Yesterday President Barack Obama released his blueprint for college cost reforms, which aims to measure colleges on graduation rates and enrollment of low-income students, and reward or punish schools through federal financial aid based on their success on these new measures.

It’s not going to be an easy fix. As I pointed out yesterday, it’s not really one reform, but several, requiring alterations of many longstanding polices.

Rachel Fishman over at the New America Foundation has produced this helpful guide to the elements of President Obama’s higher education plan that require Congressional approval. Here’s the chart:

Pods

(Check out a clearer image here.) Green means Obama can do it on his own. Red means it’s got to go to the Hill. There’s a lot of red.

Making all borrowers eligible for Pay-as-You-Earn repayment plans (which will tie debt repayment to borrowers salaries), basing financial aid on college value, promoting improvement through a “race to the top” style fund for college reform, and rewarding (and punishing) colleges for results using Pell grants all have to go through Congress.

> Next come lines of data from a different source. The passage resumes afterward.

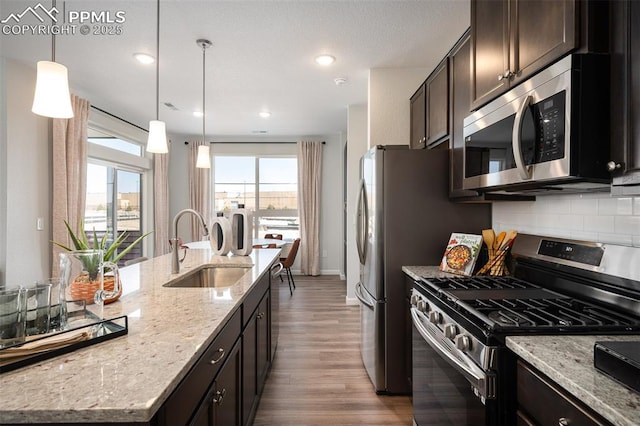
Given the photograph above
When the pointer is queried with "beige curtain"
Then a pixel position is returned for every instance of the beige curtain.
(69, 174)
(198, 191)
(161, 203)
(309, 179)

So, basically, all the hard stuff. And all of the things that would have the most impact on the amount students pay for a college education.

The changes the president can institute on his own, without Congressional approval, include things like enacting new college ratings before 2015, “using technology to redesign courses,” promoting dual enrollment, and “empowering students with information.

Jordan Weissmann at The Atlantic argues that, because the most important elements of the plan require Congressional approval, this reform proposal is basically not happening. It is, as he puts it a “thoughtful plan to tame the rising cost of college that, should it ever reach Congress, will likely end up deader than the dead white men on a freshman English syllabus.”

While it’s damn well time to tie federal money spent on college to actual college performance, there will probably be bipartisan opposition to this plan. America’s largest and most influential colleges, together with community colleges, have built alliances with the Democrats that could prevent further regulation of the industry. For-profit colleges and their cronies in the GOP will also rise up to kill any change to their trusty federal revenue stream.

That’s awfully pessimistic, and it’s possible the president might have some tools in mind to bring crucial congressmen around to his cause. It’s a very ambitious and quite innovative plan to reform higher education. And it’s certainly time to start having a serious conversation about many of these recommendations. But we might be in for a long, nasty fight about this one.